Le roman ancre son récit dans la ville fictive de Graystadt, cité mélancolique dont le ciel bas et les toits de zinc composent le décor d’une Europe centrale ou orientale hantée par ses fantômes. Dans cette atmosphère sourde, où les pénuries matérielles le disputent à l’angoisse collective, grandit le jeune Stern, un garçon à l’imagination vive. Il est le point de focale sensible à travers lequel se réfracte la dislocation de deux mondes : celui de l’intime, incarné par la relation disjointe de ses parents – un père diplomate, absorbé par les rouages d’un État énigmatique, et une mère artiste, évanescente, réfugiée dans les limbes de sa propre intériorité – et celui du dehors, où une menace insidieuse prend forme. L’arrivée du mystérieux baron Noulde à bord de son dirigeable, l’omniprésence des « bicéphales », ces agents d’un pouvoir sans visage, et la propagation d’un brouillard qui altère les songes installent une tyrannie d’un genre nouveau, une tyrannie qui ambitionne de coloniser l’ultime territoire de la liberté : l’imaginaire.
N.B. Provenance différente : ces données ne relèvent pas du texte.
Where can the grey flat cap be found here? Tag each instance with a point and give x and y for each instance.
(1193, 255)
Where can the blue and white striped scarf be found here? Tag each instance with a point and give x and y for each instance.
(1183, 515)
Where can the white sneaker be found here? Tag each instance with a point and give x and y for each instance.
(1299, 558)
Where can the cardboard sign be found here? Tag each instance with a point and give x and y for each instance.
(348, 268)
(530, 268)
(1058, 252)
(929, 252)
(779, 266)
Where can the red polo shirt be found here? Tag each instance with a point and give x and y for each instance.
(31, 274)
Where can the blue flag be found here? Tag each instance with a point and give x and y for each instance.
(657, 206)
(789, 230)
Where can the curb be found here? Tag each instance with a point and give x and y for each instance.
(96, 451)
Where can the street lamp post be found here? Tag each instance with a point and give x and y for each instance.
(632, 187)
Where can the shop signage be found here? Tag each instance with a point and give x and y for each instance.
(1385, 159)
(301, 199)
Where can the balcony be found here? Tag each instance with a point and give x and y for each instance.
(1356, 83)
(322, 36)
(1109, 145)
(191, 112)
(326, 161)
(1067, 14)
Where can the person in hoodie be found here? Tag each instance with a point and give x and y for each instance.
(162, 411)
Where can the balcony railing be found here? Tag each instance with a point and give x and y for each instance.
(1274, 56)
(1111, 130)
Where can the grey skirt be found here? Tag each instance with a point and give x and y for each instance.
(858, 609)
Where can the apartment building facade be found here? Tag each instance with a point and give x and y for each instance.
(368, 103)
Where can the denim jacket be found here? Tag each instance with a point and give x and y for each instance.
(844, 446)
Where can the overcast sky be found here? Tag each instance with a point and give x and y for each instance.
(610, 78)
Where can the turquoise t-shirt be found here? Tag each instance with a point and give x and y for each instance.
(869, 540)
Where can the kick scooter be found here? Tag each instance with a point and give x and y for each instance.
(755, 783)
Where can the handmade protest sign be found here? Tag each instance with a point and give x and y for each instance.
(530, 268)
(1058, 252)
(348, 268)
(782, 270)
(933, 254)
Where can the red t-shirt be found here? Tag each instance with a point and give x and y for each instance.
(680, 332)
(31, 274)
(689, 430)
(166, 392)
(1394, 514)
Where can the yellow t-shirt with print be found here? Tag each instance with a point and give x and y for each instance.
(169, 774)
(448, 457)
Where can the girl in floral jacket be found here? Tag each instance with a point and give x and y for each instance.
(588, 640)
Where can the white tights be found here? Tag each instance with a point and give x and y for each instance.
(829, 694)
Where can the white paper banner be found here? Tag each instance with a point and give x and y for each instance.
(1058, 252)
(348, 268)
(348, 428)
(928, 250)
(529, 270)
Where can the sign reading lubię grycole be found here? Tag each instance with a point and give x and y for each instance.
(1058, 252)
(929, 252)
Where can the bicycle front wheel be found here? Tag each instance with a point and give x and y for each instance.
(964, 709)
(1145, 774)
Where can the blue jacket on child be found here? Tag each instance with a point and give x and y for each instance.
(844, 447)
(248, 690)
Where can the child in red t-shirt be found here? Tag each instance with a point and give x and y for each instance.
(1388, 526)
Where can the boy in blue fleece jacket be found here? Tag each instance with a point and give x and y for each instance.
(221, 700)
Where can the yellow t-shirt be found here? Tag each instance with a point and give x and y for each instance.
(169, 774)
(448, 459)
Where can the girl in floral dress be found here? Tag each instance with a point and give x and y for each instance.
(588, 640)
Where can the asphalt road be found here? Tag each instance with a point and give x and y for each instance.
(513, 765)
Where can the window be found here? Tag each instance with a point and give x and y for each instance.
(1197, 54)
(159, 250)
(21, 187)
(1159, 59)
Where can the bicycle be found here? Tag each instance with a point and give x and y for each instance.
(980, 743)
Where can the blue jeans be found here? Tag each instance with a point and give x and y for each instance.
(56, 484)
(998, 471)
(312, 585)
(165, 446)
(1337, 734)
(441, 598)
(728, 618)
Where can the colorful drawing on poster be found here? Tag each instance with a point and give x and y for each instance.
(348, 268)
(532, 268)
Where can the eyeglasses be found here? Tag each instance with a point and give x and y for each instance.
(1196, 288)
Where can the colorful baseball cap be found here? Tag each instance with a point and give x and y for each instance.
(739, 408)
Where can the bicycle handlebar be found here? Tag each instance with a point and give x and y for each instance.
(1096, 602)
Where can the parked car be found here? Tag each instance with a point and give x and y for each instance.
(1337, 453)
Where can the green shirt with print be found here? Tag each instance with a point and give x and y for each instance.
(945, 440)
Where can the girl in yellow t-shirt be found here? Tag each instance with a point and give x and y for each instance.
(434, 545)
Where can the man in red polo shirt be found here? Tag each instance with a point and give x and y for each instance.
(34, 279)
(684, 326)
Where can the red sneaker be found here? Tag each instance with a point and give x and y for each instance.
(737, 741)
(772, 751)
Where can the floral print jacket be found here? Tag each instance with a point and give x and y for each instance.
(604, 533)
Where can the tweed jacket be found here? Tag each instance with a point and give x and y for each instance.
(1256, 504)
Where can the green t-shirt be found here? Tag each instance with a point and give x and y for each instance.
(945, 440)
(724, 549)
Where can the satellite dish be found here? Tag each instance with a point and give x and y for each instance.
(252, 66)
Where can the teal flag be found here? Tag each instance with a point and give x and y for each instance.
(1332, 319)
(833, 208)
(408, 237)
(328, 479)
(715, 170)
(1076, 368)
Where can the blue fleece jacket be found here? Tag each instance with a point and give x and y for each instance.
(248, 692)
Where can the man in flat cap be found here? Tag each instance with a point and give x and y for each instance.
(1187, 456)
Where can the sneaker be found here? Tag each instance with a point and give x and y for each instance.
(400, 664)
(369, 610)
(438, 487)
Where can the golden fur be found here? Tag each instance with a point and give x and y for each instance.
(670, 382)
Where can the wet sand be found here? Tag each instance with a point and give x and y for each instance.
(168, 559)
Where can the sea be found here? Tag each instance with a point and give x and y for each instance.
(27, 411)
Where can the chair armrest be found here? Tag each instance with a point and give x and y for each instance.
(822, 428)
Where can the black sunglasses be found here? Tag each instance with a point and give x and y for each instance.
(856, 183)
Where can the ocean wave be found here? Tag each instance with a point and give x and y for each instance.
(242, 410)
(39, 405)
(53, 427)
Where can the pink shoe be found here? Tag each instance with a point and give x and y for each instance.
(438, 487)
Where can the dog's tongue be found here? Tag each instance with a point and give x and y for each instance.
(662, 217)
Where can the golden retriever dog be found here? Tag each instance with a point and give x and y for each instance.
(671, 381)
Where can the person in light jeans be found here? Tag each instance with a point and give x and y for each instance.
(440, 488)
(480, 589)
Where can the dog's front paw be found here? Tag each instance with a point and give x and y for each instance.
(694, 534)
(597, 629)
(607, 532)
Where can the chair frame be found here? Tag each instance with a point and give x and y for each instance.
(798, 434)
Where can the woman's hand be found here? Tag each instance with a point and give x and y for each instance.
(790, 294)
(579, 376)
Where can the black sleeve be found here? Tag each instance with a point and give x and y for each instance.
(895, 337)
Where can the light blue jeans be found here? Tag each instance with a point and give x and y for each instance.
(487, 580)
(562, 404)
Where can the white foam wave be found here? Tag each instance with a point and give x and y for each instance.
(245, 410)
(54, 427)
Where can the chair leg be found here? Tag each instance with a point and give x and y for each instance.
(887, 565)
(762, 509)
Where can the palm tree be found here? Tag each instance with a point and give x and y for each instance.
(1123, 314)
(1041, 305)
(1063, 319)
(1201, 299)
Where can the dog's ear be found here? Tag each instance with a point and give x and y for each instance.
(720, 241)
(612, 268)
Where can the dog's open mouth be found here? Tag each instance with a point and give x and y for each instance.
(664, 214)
Momtchil Milanov déploie une prose ample et sinueuse, dont le rythme épouse les méandres de la conscience enfantine. La langue, ciselée et poétique, transforme la grisaille de Graystadt en un théâtre d’ombres où chaque détail du quotidien devient le signe d’une réalité parallèle, plus vaste et plus signifiante. La narration chorégraphie avec une grâce singulière l’alternance entre la chronique familiale et l’irruption du merveilleux, jusqu’à ce que le récit glisse subtilement vers une voix seconde, mémoire postérieure des événements, qui transforme la fable en acte de transmission. L’auteur tisse ainsi une polyphonie subtile où le langage administratif du pouvoir se heurte à la logique fantastique de l’enfance. C’est dans cet interstice que le roman révèle sa puissance, en montrant comment l’imaginaire, loin d’être une simple évasion, constitue un acte de connaissance et de résistance. Le Ministère des Rêves, cette administration secrète et burlesque, devient alors le bastion de cette résistance poétique.
Au cœur de cette œuvre foisonnante, la portée symbolique se déploie avec une intelligence profonde. Le Ministère des Rêves explore la manière dont les régimes autoritaires cherchent à s’emparer des esprits en manipulant le récit collectif. La fabrique de rêves du baron Noulde, ce bienfaiteur à l’éloquence redoutable, incarne cette utopie perverse d’un bonheur standardisé, d’une imagination sous contrôle, résumée par sa propre formule : « Nous sommes ce que nous rêvons ». Face à cela, le roman érige la figure de l’enfant en gardien de la vérité sensible. Stern, par sa capacité à croire et à tisser des liens invisibles entre les êtres, incarne la fragilité et la force de ce qui, en nous, refuse de se soumettre. L’œuvre se lit alors comme une poignante exploration de la perte – celle de l’innocence, d’un parent, d’une époque – et sur le rôle vital de la mémoire, qu’elle soit familiale ou politique, dans la reconstruction de soi. Momtchil Milanov, dont la trajectoire est imprégnée des soubresauts de l’histoire bulgare, inscrit son récit dans la grande tradition de la littérature d’Europe centrale qui a toujours su dire l’indicible à travers la fable et l’allégorie.
Le Ministère des Rêves est ce que l’on pourrait appeler un « roman-monde », une œuvre généreuse qui engage le lecteur dans une traversée intime et universelle. Le roman s’achève sur un renversement ironique, qui redonne à la littérature son rôle de témoin fragile et tenace du rêve commun. Momtchil Milanov nous rappelle que la littérature est peut-être cette institution clandestine, ce ministère secret où se préserve ce qui nous rend irréductiblement humains. Il nous offre un livre qui, bien après avoir été refermé, continue de déployer ses paysages en nous, comme un appel à veiller sur la part la plus précieuse de nous-mêmes : notre capacité à rêver le monde, pour mieux le réenchanter.